Visiting a Pond or Stream. Ponds can be described simply as shallow, quiet bodies of water with aquatic plants growing across them. There are millions of ponds in Alaska. If you’re lucky enough to have a pond near your school, you may want to visit it several times during the year. Go to a stream if a pond is not available.
Ask your students what they think they will find when they visit the pond r stream. Have students draw pictures of their predictions. Will they see moose, an eagle, bear, salmon?
Discuss safety; have students decide how to keep warm and dry; how to avoid falling in ponds, streams, or bogs; how to keep from getting lost. Invent some risky situations and have the students tell you how they would act to get through safely.
If the area is close enough to visit regularly, make your first visit a short exploratory one. Encourage students to use all their senses to understand the pond or stream.
- What animals live there?
- What plants can you find?
- What can you discover about the water?
- What do you notice about the area around the pond?

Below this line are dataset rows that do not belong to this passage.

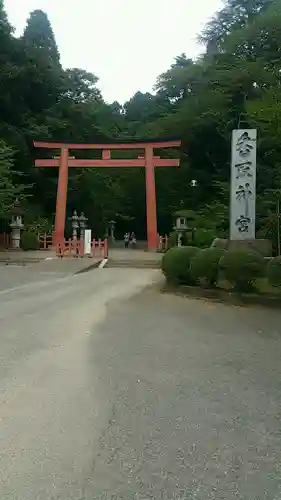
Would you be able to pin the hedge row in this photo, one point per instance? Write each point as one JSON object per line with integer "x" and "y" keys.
{"x": 240, "y": 267}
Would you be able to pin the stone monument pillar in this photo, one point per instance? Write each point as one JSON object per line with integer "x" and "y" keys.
{"x": 83, "y": 221}
{"x": 16, "y": 226}
{"x": 112, "y": 230}
{"x": 243, "y": 192}
{"x": 243, "y": 185}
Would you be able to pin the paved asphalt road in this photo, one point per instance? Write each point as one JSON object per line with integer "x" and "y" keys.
{"x": 109, "y": 390}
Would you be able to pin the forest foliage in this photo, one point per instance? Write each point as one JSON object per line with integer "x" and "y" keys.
{"x": 234, "y": 83}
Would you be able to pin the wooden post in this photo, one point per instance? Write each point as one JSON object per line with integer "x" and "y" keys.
{"x": 61, "y": 196}
{"x": 151, "y": 215}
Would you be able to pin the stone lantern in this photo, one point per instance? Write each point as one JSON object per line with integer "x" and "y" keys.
{"x": 16, "y": 226}
{"x": 75, "y": 225}
{"x": 83, "y": 225}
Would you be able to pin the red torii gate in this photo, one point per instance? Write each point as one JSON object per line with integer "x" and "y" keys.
{"x": 148, "y": 161}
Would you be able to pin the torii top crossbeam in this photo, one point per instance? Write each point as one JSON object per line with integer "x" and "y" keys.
{"x": 148, "y": 160}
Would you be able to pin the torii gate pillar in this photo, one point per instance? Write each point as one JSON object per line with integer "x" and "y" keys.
{"x": 151, "y": 212}
{"x": 61, "y": 196}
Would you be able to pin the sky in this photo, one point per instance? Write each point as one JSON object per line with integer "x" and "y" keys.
{"x": 126, "y": 43}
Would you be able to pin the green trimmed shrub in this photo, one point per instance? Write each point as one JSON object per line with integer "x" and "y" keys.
{"x": 205, "y": 265}
{"x": 241, "y": 268}
{"x": 176, "y": 265}
{"x": 29, "y": 241}
{"x": 273, "y": 271}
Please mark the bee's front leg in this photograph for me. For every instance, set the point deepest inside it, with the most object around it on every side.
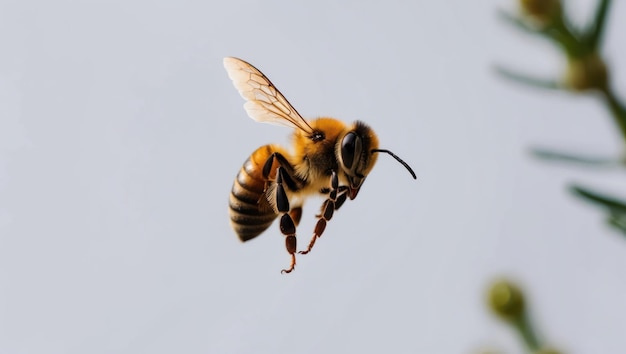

Remind students about the differences between invertebrates and vertebrates. What animals can they find that have backbones? (birds, frogs, muskrats, beavers, fish, people, etc.). What animals don’t have backbones? (insects, univalves, bivalves --most animals in the world are invertebrates). Students can return to the classroom with questions that will be good incentives for finding out more about wetlands.
Use various kinds of sampling equipment for your next venture. Set a minnow or blackfish trap the day before your trip (first get the permission of the Alaska Department of Fish and Game). Put on hip boots and use a sweep net to sample the water column. Have the students use kitchen strainers, large tin cans, and sweep nets to capture what they can along the pond’s edge. Collect a bucket of pond water, a bit of pond bottom, pondweed and a few critters (not big fish—they take too much oxygen) to take back for a classroom aquarium.
Investigation 5: Sharing What We Know
Be aware of the developmental levels of students, to the support needs of the speakers. You will need to be sure that the information being shared is accurate and that children are drawing the correct conclusions from their evidence. Misconceptions at this age are important to challenge with questions rather than “telling” kinds of lessons.
Think about the presentation of information and model the processes of answering questions, defending thinking and accepting appreciations of the presentation. This will assist students in understanding the expectations.
It is important to understand that children learn through questioning, exploring and exchanging ideas. Rather than gathering facts, memorizing characteristics and regurgitating from books, students are connecting to prior knowledge or notions of the world around them. The field experience is a key part of this entire unit in that children need to experience and explore the natural world to make connections with stories, non-fiction text and their own ideas and possibly correct misconceptions along the way.
One way to organize the overall communication piece is to set up a Scientific Conference for the culmination of the unit. All through the unit the teacher would call each discussion and/or investigation of information a “mini-conference” letting children know that their final information would be shared at the Scientific Conference. In this way, children would be expected to offer a piece of science information for the conference – everyone’s thinking would be important to the whole process.